At least that's what epidemiologists and psychologists are going to have to do, in light of new findings from the same researchers who found that legalization correlates with fewer road deaths:
"Using state-level data for the period 1990 through 2007, we estimate the effect of legalizing medical marijuana on suicide rates. Our results suggest that the passage of a medical marijuana law is associated with an almost 5 percent reduction in the total suicide rate, an 11 percent reduction in the suicide rate of 20- through 29-year-old males, and a 9 percent reduction in the suicide rate of 30- through 39-year-old males. Estimates of the relationship between legalization and female suicides are less precise and are sensitive to functional form."
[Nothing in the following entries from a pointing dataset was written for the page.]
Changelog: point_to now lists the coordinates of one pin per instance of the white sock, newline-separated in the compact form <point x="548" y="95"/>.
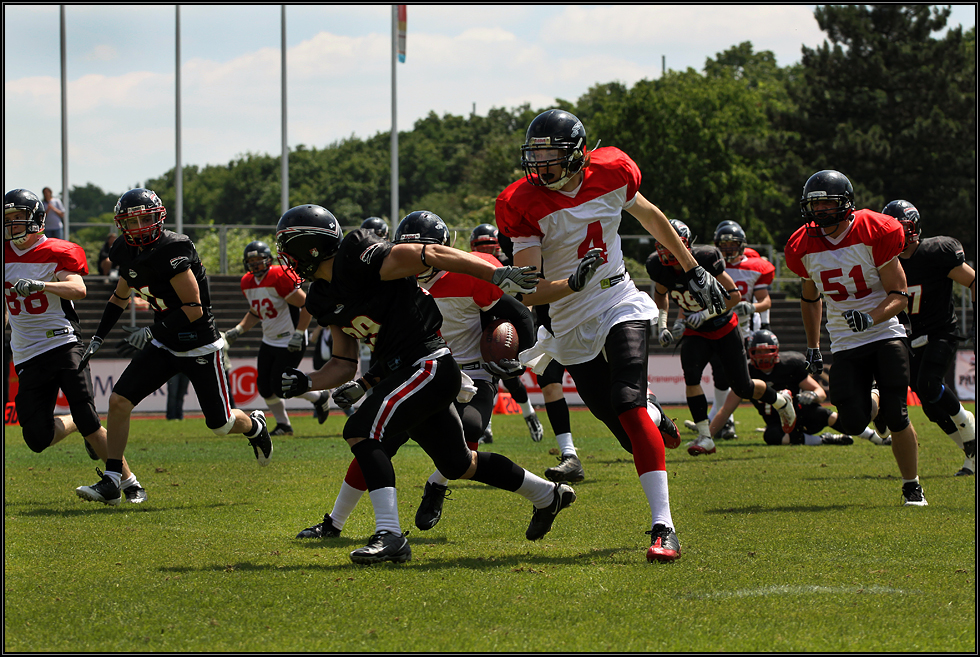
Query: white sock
<point x="565" y="444"/>
<point x="385" y="502"/>
<point x="654" y="485"/>
<point x="539" y="492"/>
<point x="438" y="478"/>
<point x="347" y="499"/>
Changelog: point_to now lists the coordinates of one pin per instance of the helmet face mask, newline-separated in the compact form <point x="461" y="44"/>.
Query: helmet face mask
<point x="23" y="216"/>
<point x="139" y="215"/>
<point x="827" y="200"/>
<point x="907" y="215"/>
<point x="763" y="350"/>
<point x="555" y="149"/>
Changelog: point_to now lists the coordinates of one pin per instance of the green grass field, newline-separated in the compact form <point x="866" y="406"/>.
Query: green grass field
<point x="784" y="549"/>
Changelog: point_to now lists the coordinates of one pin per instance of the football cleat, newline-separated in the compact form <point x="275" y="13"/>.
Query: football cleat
<point x="430" y="510"/>
<point x="325" y="529"/>
<point x="701" y="445"/>
<point x="664" y="546"/>
<point x="569" y="469"/>
<point x="104" y="491"/>
<point x="542" y="519"/>
<point x="322" y="407"/>
<point x="383" y="546"/>
<point x="836" y="439"/>
<point x="534" y="426"/>
<point x="261" y="443"/>
<point x="787" y="414"/>
<point x="912" y="495"/>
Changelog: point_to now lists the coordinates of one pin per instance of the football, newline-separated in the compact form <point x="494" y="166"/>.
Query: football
<point x="499" y="341"/>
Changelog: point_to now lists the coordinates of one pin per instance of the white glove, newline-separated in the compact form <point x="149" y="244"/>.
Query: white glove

That's from the discussion paper, entitled "High on Life? Medical Marijuana Laws and Suicide," written by D. Mark Anderson, Daniel I. Rees, and Joseph J. Sabia, and sponsored by the IZA, a private, independent research institute that conducts nationally- and internationally-oriented labor market research.
Other interesting facts from the paper:
— "Completed suicides, are the tenth leading cause of death in the United States (National Institute of Mental Health 2010)."
— "Alcoholism is associated with suicidal ideation as well as attempted and completed suicides."
— "Females suffer from depression and attempt suicide at higher rates than males ... Nevertheless, males are approximately four times more likely to commit suicide. Since 1990, the male suicide rate has decreased slightly, while the female suicide rate has remained fairly constant."
— "We conclude that the legalization of medical marijuana leads to an improvement in the psychological well-being of young adult males, an improvement that is reflected in fewer suicides."
— "The strong association between alcohol consumption and suicide-related outcomes found by previous researchers raises the possibility that medical marijuana laws reduce the risk of suicide by decreasing alcohol consumption."